O despacho da IGAI é arrasador para o militar da GNR, por ter sacado a arma e disparado contra a viatura em que seguia a dupla de assaltantes, embora reconheça que a sua intenção era de "imobilizar o veículo e identificar" os ocupantes, e não de os atingir ou causar a sua morte.

A formação e o treino de tiro do militar são longamente abordados no despacho, sendo reconhecido que "nunca tinha treinado ou disparado previamente com a concreta arma que utilizou", nem "recebera qualquer tipo de treino de disparo de armas de fogo sobre veículos em movimento", pelo que a sua formação em tiro "não lhe garantia o êxito" da sua decisão, de furar um pneu a tiro para forçar a imobilização do veículo em fuga.

Depois da formação inicial, em 2001, em que fez treino de precisão, na carreira de tiro, mas só com alvos estáticos, o militar fez tiro regulamentar de manutenção em "três ou quatro ocasiões", a última em 2009, mas só com alvos estáticos e com outras armas de fogo, porque aquela lhe fora distribuída recentemente.

Condenado a pena suspensa

O militar da GNR foi julgado, no Tribunal de Porto de Mós, pela prática de um crime de homicídio por negligência, e condenado a um ano de cadeia, suspensa por igual período. O Tribunal entendeu que o militar "não disparou com a intenção de atingir a vítima", mas "não agiu com cuidado e precaução", já que não estavam reunidas "condições para o disparo", por não ter "treino adequado".

O caso ocorreu em outubro de 2010, quando duas patrulhas do posto da Batalha da GNR perseguiam uma carrinha com dois homens suspeitos do furto de fios de cobre. Os ladrões iam a fugir, já tinham tentado atropelar um militar e o guarda José Pinto disparou para as rodas, para imobilizar a viatura. Não conseguiu, já que continuaram a fuga, mas atingiu um dos ocupantes, causando-lhe a morte.

Nove anos de cadeia por disparo fatal

O Tribunal de Loures condenou, em outubro, a nove anos de cadeia um militar da GNR, Hugo Ernano, que, durante uma perseguição, em 2008, disparou contra um carro que tinha sido usado num assalto, mas onde seguia também o filho de um assaltante, de 13 anos, facto que era desconhecido do militar. O menor morreu em consequência do tiro e o militar da GNR foi condenado a pagar 80 mil euros à família, dos quais 20 mil para o pai. A defesa do militar recorreu, por entender que "existem provas claras, produzidas e examinadas em audiência, que imputam decisão diferente". Ainda não há decisão do recurso.

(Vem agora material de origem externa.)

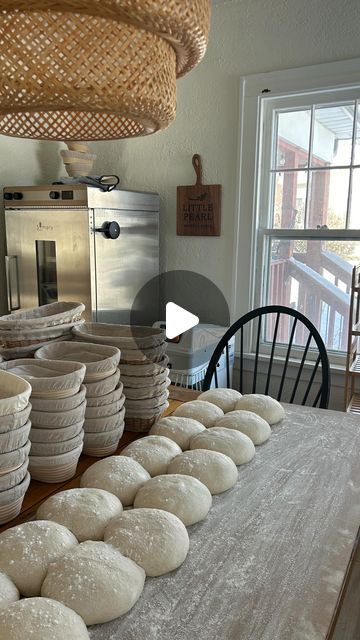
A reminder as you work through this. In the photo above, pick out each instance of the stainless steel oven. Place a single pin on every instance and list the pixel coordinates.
(80, 243)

Comando-geral abre inquérito a três oficiais 

O treino de tiro na GNR dominou uma das audiências de julgamento, no Tribunal de Porto de Mós, com três oficiais da GNR, arrolados pela defesa do guarda José Pinto, a reconhecerem que "é insuficiente" e não tem "a frequência nem o realismo necessários", como o CM noticiou na altura. E no comando de Leiria "não há dinheiro para as munições nem carreira de tiro disponível". As declarações dos oficiais levaram o Comando da GNR a instaurar um processo de inquérito para averiguar "os fundamentos e as circunstâncias das declarações". Não há conclusões.